Jason's band "CATFISH MERCURY LOAD" played tons: Ijams Fest, Amp Fest, First Friday at Oodles, Bethfest, Kemmer's Annual BBQ Bluegrass Jam... It was great! Every weekend was busy. Amp Fest was a benefit for Mountain Justice in downtown Knoxville. The festival was in the parking lot of a block of bars, nothing but pavement and broken beer bottles. We told Lee about it and he promised that he would come. After a few hours he showed up on his bike with a crumpled paper bag shoved in his pants-pockets. From my face painting table I watched him arrive, take the bag out, open it and start eating M and Ms by the handful. I was relieved that it was chocolate and not pot.

In no time Fox had sensed the presence of candy and found Lee. Fox had been playing in a dusty parking lot at 90 degrees for hours and was filthy. When Lee saw Fox the look on his face was priceless. Pure disgust mixed with disappointment.
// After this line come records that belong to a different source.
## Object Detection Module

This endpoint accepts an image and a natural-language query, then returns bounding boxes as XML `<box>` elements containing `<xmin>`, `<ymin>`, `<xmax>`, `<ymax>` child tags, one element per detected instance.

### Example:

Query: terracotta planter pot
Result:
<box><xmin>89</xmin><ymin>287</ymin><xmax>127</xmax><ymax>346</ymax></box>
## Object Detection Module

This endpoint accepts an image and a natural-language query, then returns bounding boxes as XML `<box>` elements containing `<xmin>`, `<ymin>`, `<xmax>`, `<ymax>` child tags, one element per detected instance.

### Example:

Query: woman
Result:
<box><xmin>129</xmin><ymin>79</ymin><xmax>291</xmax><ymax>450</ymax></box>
He wouldn't give Fox any candy and wrapped it back up in the paper bag and put it back in his shorts, scolding him all the way. He forced Fox over to the outdoor bar and removed his bandanna. He flooded it with ice water from the cooler on the bar and proceeded to give Fox a whores bath right there in front of the crowd. I didn't get a picture of the bathing, but I did get this one of Lee's arrival which I thought was artful, what with the satellite dish on the side.





The entire summer was smattered with events like this one. Parties, gigs, weddings, visits; very little work got done, but it was too hot to work outside anyway. The only real work that went on occurred after each of the appliance disasters we experienced. First the TV went, then the heat pump, then the washing machine, then the ice maker, then the hot water heater.. It was a remarkable chronology of bad luck. We fixed the A/C, replaced the heat pump and the washer, and shit-canned the ice maker and the TV. No one got sick or arrested, so we were able to chalk our bad fortune up to poor quality consumer products.
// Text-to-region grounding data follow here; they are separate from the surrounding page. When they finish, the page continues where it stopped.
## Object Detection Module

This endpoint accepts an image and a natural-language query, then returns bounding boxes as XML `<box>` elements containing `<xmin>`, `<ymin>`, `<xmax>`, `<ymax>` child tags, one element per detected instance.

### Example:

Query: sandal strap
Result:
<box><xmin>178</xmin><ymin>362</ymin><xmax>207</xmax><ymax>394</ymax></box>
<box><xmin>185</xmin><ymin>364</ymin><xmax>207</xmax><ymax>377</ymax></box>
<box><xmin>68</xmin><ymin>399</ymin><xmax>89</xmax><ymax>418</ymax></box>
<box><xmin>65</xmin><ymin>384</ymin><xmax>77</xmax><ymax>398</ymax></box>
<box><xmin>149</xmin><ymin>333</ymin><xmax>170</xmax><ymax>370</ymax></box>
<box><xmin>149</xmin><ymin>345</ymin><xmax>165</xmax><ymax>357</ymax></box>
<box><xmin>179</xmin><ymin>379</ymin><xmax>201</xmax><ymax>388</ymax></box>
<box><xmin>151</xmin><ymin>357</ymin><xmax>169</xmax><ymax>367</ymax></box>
I did manage to do a little sewing last month. Before then I hadn't sewn since early in my pregnancy; probably last October. Except for a little project I did for Lee. He came over one day with his favorite Superman T-shirt, and his "over-hauls". As he walked in the house was filled with the warm aroma of a smoldering cigarette butt.

Lee explained his idea for modifying his garments and asked if I could do it for him. This entailed cutting the "S" Superman emblem from the T-shirt and sewing it onto the bib of his "over-hauls". I told him that I would do it.

He said "Thanks a lot Jill, you know I'll make it up to you somehow. I just need tuh get it done b'fore tonight. I'm gonna ride my bike downtown an go see 'at show"

I wasn't sure what show he was referring to, but I figured an outfit like that is appropriate for any event or occasion.





Fox thought it was the coolest thing he had ever seen and immediately wanted to change his overalls to match Lee's. I said no. Not till he fully outgrew his Superman tank.